Is Free Will the Foundation of Discourse Ethics?

Discussions take place among people.

People are internally relevant beyond externally fixated objects by natural laws.

Therefore, discussants must have free will.

To deny free will is to discredit the value of participating in discussion.

Therefore, discussants must respect free will.


I’m not sure how even considering determinism or fatalism is a respectful notion because if those ideas ring true, then it denies the faculty by which discussion is relevant.

Now granted people could consider structure before agency.

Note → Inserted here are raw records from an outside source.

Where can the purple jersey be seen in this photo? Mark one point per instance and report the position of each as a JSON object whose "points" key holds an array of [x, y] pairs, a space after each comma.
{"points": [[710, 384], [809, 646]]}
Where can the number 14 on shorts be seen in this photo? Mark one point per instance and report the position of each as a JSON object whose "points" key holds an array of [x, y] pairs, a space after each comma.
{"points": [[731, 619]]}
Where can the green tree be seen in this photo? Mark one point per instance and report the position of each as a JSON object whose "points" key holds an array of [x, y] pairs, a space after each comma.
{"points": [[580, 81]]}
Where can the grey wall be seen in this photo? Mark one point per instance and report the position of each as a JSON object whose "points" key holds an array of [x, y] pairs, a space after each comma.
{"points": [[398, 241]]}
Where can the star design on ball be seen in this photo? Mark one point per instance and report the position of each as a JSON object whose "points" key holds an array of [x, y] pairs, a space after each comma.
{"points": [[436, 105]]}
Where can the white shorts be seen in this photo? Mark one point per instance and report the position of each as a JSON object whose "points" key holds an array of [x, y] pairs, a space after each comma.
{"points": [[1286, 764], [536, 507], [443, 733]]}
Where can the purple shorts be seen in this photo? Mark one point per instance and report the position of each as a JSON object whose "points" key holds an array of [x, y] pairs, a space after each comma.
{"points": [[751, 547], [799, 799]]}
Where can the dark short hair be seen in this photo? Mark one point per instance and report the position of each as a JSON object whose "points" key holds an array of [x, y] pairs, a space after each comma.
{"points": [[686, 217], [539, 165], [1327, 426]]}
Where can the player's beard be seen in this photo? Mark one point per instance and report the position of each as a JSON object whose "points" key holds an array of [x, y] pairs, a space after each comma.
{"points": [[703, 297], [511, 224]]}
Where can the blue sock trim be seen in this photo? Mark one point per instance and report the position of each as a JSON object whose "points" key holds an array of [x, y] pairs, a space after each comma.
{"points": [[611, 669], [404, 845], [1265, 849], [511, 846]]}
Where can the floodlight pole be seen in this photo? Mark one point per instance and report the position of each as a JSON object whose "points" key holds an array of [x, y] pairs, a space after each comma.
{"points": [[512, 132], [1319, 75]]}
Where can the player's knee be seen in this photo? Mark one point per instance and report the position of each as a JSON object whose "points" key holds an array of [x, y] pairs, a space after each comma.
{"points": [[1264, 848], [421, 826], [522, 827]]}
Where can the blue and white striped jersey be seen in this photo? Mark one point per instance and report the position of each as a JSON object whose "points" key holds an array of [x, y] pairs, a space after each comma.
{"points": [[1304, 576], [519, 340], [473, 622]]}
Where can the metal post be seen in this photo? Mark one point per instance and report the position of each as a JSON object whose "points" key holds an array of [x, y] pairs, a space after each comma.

That is people could consider in terms of rational choice that some outcomes are likely or guaranteed since free willing players pursuing self-interests with information will execute strategies.

However, the idea of people internally being out of control begs the question as to how people are interacting in the first place (nevermind how it can be anticipated that people will interact respectfully into the future). Perhaps people are acting according to biological imperative, but then a discussion would be no different from coding a computer. Furthermore, the anticipation of discipline from the other side would be unreliable. That is biological imperative could “take offense” from semantics and syntax that aren’t offensive. People could claim they’re provoked into violence because they’re out of control such that the other side has to endure the consequences whether it likes to or not.

I suppose the exception here would be emotivist compatibilism. People could be emotionally influenced in what they say. For example, someone’s emotions could dispose someone to being hyperjudgmental and focused. Someone could become unable to take things lightly or think creatively over making jokes. Instead, someone could take everything seriously such that someone actually comes off as autistic in not understanding when others are teasing. On the other hand, some people become so emotionally riled that they can’t stop making fun of others such that some people come of as psychopathic.

There’s still a problem here though. Even if someone understands that others are teasing, that doesn’t mean someone will necessarily be able to tease back. Likewise, if someone’s emotionally riled, that doesn’t mean someone will have anything else to say besides mockery. Therefore, testing the falsifiability of (at least two forms of) emotivist compatibilism would be unreliable.